Transview’s 1H08 net profit fell 4% on a 6% rise in revenue to S$0.8m and S$15.29m respectively. The rise in revenue was mainly attributed by the increase in retail revenue from higher sales in Malaysia, and wholesale revenue from Indonesia due to higher demand and inventory replenishment.
The top line growth was in line with expectations but pressure on margins from higher rental expenses in Singapore which rose 19% and staff costs which rose 11%, contributed to the fall in earnings.
Transview has benefited from a stronger S$ against the Yen but this improved margin has been offset by increased competition on the golf club market especially from brands such as Taylor Made which has put some downward pressure on the selling prices of their brands.
We expect little contribution from its planned expansion into the Middle East in FY08 and FY09 as they have not found or appointed business partners for the region. This cautious and prudent approach is to be commended given the uncertain global economic situation.
Based on the trend observed from previous years, the second half performance is expected to be better than the first half as it usually accounts for about two-thirds of annual revenue and profit.

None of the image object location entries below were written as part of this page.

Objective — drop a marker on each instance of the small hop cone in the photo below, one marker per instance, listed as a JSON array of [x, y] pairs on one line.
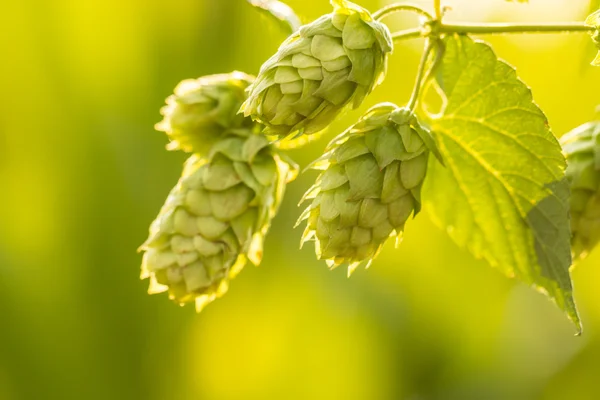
[[582, 150], [370, 185], [594, 21], [215, 219], [332, 62], [202, 110]]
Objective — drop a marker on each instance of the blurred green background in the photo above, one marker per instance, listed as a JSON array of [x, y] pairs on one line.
[[83, 173]]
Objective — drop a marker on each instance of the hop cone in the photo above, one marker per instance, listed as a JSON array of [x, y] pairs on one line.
[[370, 185], [335, 60], [582, 149], [214, 219], [202, 110]]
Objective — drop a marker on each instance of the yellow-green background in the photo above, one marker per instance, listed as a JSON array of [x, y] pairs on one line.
[[82, 174]]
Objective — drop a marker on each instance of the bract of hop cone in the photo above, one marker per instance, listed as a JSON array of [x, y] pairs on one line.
[[202, 110], [332, 62], [582, 150], [370, 185], [215, 218]]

Notwithstanding this and taking into account the weaker first half, we are revising down our FY08 net profit forecast from S$2.66m to S$2.3m; and our FY09 net profit from S$3.13m to S$2.6m.
Over the six months to April 30, 2008, Transview’s NTA fell from 15.9 cents to 15.6 cents from a decline in their translation and revenue reserve due to a stronger SGD.
Since our report on January 23, 2008, the share has risen by 14.3% despite a 2.8% decline in the Straits Times Index. However, given the deteriorating economic outlook in the region and rising cost pressures, we are of the view that the risk to earnings downgrade has increased from weaker sales and higher costs. The share is now trading at a small discount in PER terms to the Straits Times Index following the recent derating of the Singapore stock market which would limit further upside performance. Therefore, notwithstanding that the share is supported by its long term DCF value of $0.20, we are downgrading our Buy recommendation to a Hold.